Bien que de nombreuses preuves suggèrent que la structure de l'ARNm peut interférer avec l'initiation de la traduction chez les procaryotes et les eucaryotes, les effets de la structure sur l'élongation sont moins bien compris. Cela peut être en partie dû à l'activité hélicase intrinsèque des ribosomes, qui permet la traduction à travers des épingles à cheveux même très fortes et peut empêcher de nombreuses structures de limiter le taux de traduction chez les procaryotes ou les eucaryotes. Peut-être plus important encore, la structure de l'ARNm est difficile à prédire, en particulier pour les messages activement traduits qui sont en flux continu entre divers états repliés et dépliés.

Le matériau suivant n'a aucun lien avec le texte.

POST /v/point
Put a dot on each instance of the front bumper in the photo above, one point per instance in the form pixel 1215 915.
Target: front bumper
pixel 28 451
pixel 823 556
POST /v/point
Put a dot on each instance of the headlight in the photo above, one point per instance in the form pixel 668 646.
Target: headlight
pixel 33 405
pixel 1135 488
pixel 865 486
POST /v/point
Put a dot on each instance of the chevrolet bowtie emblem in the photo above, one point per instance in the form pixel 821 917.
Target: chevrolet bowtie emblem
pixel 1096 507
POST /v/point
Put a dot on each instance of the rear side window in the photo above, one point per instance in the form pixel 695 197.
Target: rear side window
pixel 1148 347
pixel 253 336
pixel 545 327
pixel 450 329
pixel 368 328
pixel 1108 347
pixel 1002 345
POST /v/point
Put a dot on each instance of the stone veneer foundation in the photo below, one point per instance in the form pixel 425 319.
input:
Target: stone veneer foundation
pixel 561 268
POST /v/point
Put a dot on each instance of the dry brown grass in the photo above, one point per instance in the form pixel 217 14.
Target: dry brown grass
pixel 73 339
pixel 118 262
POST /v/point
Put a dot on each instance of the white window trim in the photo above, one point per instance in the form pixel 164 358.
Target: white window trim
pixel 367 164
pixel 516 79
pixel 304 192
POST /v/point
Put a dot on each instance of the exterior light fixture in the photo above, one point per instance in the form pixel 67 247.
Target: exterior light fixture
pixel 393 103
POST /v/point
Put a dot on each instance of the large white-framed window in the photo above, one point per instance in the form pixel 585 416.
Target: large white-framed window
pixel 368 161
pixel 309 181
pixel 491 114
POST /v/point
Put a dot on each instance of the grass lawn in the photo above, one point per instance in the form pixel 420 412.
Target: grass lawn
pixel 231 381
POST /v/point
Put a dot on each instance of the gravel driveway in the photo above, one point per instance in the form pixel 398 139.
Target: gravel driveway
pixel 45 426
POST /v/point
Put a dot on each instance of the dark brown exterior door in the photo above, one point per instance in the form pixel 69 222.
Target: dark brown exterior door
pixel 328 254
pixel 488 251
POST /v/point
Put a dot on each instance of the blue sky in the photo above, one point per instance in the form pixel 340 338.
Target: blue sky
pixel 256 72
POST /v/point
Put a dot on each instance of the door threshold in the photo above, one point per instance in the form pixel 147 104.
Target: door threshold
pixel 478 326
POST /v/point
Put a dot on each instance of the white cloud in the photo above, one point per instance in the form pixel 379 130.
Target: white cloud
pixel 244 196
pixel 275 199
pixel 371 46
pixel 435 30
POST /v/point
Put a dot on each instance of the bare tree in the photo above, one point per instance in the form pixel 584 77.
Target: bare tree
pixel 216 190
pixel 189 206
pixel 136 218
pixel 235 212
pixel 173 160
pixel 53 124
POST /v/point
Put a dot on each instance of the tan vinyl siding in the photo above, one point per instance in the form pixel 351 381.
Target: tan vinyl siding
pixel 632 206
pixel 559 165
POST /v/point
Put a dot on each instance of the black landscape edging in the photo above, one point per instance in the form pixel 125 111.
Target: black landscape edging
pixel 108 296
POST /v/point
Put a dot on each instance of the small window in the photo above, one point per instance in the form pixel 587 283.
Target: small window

4. Facteurs spécifiques aux protéines offrant une complexité supplémentaire

La protéine peut être particulièrement instable chez l'hôte, surtout si elle est mal repliée en raison d'une instabilité inhérente, d'un manque de facteurs prothétiques suffisants ou d'une mauvaise post-traduction modification ... L'expression des protéines sécrétées et membranaires peut être limitée par des mécanismes pour diriger ces protéines vers la membrane. Il est même possible que la séquence d'acides aminés de la protéine puisse limiter l'efficacité de la traduction. Par exemple, on pense que la proline se traduit lentement dans E. coli, quel que soit le codon utilisé.

L'expression de la protéine peut être toxique pour la cellule, ce qui entraîne une instabilité de le vecteur d'expression ou la suppression de l'hôte de la synthèse des protéines ... Une stratégie courante pour réduire la toxicité consiste à abaisser l'expression à des niveaux tolérables. Les promoteurs de force variée peuvent être des outils précieux pour trouver un taux d'expression optimal pour un rendement maximal ... Un moyen potentiel d'éviter la toxicité de certaines protéines est de diriger l'expression vers le périplasme ou le milieu. Ceci peut être accompli par fusion N-terminale d'une séquence de signal de sécrétion.

Pour plus d'informations, veuillez lire l'article en entier. Je recommande également de lire les Paramètres de conception pour contrôler l'expression des gènes synthétiques chez Escherichia coli.

Merci pour les liens! J'ai déjà utilisé l'ADN 2.0 pour l'optimisation des codons et la synthèse de gènes et j'ai eu de bons résultats - je suis vraiment intéressé à lire leurs publications.
@Amy: Ouais, une partie de l'article porte sur les fonctionnalités de DNA2.0, que je trouve très utiles. Je suis un nouvel utilisateur et je suis toujours en train de m'habituer à leur logiciel, mais ça a l'air plutôt sympa jusqu'à présent.


Ce Q&R a été automatiquement traduit de la langue anglaise.Le contenu original est disponible sur stackexchange, que nous remercions pour la licence cc by-sa 3.0 sous laquelle il est distribué.